By last year, the wheels were coming off, with Steward struggling, unsuccessfully, to make back-breaking lease payments on its hospitals to its landlord, Birmingham-based Medical Properties Trust.
No one can credibly say they didn’t see this coming.
Levy wasn’t some gadfly, given that his healthcare blog had over 10,000 subscribers and was widely read in the industry.
Alan Sager, a professor of health policy, law and management at Boston University, was also out front in warning about the dangers of the investor-backed Steward taking over struggling community hospitals.
Yet over the course of nearly 15 years, three different governors, three different attorneys general, and several legislative leaders all failed to take effective action to rein Steward in.
It’s a group that includes our current governor, Maura Healey, who previously served as attorney general, as well as Martha Coakley, another former attorney general.
Sure, there was some minor squawking here and there and assorted hollow threats, but nothing that ultimately prevented Steward and its now uber rich CEO, Ralph de la Torre - he of the two yachts and squadron of corporate jets - from going their merry way.
“All these things were happening and were known to those in the hospitals and in the greater Boston healthcare world,” Levy told Contrarian Boston in a recent interview.
“If the government officials knew and didn't act, they are complicit in what ultimately happened,” contends Levy, who currently serves on the Newton School Committee and runs a consulting firm. “If they didn't know, they were not competently carrying out their legal responsibilities.”
Added Levy: “I don't know which is worse.”
Another BPS mess: Student applying to Boston exam school admitted to the wrong grade
It has become an annual rite of spring, the bungling of exam school applications by the Boston Public Schools.
And it looks like the admissions process for the city’s top three schools is already off to a stumbling start.

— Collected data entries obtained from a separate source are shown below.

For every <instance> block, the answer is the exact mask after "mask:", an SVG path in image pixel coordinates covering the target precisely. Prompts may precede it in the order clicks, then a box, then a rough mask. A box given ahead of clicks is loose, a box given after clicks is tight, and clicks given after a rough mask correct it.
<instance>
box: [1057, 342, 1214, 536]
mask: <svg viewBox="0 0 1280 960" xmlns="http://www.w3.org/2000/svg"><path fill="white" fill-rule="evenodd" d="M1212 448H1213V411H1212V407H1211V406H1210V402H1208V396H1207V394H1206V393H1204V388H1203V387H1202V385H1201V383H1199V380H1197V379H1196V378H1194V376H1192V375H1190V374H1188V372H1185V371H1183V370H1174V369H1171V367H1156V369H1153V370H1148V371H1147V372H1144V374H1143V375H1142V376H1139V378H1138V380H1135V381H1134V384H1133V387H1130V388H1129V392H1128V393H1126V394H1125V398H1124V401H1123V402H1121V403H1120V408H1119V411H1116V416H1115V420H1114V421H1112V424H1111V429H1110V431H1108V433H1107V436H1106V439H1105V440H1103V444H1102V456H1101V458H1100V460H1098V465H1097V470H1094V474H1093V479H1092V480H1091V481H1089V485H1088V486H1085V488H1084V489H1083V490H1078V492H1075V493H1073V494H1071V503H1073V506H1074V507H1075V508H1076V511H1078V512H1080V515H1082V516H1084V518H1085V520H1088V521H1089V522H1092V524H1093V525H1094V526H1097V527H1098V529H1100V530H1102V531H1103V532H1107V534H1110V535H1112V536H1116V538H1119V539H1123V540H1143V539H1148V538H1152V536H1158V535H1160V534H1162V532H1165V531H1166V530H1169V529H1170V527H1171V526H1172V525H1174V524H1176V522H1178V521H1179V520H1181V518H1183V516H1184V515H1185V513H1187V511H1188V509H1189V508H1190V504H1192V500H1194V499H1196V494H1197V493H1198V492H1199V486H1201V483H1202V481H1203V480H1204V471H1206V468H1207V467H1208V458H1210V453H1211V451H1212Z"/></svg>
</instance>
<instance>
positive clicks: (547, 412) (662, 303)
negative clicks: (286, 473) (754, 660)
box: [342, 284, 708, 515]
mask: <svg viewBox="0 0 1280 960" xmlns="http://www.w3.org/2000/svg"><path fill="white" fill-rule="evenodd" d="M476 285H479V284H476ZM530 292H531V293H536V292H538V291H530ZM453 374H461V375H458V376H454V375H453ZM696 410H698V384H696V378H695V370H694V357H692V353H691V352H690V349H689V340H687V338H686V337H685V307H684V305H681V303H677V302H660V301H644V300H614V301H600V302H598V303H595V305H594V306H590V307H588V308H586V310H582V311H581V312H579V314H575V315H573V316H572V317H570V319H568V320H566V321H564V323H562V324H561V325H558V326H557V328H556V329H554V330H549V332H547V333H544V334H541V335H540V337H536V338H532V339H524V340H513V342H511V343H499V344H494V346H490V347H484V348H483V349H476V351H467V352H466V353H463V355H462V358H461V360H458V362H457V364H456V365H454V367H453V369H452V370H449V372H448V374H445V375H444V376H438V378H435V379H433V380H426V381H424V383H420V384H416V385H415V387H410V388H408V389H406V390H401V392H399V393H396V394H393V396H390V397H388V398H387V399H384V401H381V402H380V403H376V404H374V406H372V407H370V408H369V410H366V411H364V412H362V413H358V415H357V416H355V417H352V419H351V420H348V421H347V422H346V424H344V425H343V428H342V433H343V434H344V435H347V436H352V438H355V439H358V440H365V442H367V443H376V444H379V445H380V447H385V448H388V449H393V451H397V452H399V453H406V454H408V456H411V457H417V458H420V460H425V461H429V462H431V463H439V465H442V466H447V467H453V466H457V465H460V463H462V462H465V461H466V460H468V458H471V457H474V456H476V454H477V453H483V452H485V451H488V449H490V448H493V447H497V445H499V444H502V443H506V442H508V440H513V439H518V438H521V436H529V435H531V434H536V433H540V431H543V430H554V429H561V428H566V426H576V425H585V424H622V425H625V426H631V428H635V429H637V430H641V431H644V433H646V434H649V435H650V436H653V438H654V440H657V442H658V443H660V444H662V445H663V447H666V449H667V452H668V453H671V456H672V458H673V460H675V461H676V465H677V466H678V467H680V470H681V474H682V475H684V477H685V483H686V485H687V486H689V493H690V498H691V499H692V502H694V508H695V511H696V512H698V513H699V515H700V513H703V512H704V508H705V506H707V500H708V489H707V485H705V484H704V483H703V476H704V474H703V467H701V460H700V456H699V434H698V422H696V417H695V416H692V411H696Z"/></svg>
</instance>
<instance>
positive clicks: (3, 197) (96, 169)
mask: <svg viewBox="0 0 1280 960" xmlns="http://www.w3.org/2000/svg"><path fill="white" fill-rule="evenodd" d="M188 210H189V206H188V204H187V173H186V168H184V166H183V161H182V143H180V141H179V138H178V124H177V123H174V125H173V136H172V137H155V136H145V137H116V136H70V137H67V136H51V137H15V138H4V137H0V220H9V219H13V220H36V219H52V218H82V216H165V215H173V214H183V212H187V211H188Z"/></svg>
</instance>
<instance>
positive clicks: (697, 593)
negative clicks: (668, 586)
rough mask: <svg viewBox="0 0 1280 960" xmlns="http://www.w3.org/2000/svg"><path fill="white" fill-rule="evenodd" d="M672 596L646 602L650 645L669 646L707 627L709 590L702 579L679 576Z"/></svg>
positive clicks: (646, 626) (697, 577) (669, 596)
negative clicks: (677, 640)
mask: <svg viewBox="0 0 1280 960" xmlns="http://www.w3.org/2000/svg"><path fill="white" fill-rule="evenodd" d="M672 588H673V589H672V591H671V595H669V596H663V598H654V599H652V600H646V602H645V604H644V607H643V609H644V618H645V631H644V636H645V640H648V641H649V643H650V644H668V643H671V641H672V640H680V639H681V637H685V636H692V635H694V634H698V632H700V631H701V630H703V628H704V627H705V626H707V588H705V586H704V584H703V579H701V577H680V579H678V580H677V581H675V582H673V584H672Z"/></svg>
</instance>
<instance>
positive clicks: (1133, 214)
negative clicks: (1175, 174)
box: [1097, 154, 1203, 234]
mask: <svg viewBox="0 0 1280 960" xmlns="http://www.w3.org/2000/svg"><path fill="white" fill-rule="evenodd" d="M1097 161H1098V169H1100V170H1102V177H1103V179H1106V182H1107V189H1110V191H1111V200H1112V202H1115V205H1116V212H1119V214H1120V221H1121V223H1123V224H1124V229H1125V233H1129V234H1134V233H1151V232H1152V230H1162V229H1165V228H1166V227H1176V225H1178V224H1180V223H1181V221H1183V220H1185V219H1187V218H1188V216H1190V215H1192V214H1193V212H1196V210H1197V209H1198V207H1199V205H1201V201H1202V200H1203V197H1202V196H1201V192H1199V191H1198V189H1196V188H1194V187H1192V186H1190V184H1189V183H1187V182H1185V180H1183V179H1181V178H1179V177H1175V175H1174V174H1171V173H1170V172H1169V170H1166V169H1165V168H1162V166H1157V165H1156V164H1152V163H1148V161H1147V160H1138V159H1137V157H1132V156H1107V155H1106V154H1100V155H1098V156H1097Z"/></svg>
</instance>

Shawn Aylward’s daughter, a sixth grader at a local parochial school, applied for a spot in the seventh grade class at one of Boston’s exam schools.
She listed the Boston Latin School as her first choice, followed by Boston Latin Academy and The John D. O'Bryant School of Mathematics and Science.
So both the student and her parents were mystified when a letter recently arrived with an offer of a seat in the incoming ninth grade class at the O’Bryant; she also was placed on the waiting list for BLA behind 83 other applicants.
The family had provided extensive residency documentation to BPS administrators, from her birth certificate to school grades.
Aylward, a graduate of Boston Latin School himself, is mystified as to how the mix up could have occurred.
“She is 12 years old - it is definitely very confusing,” Aylward told Contrarian Boston. “We went through this whole process and they can’t even get the grade right.”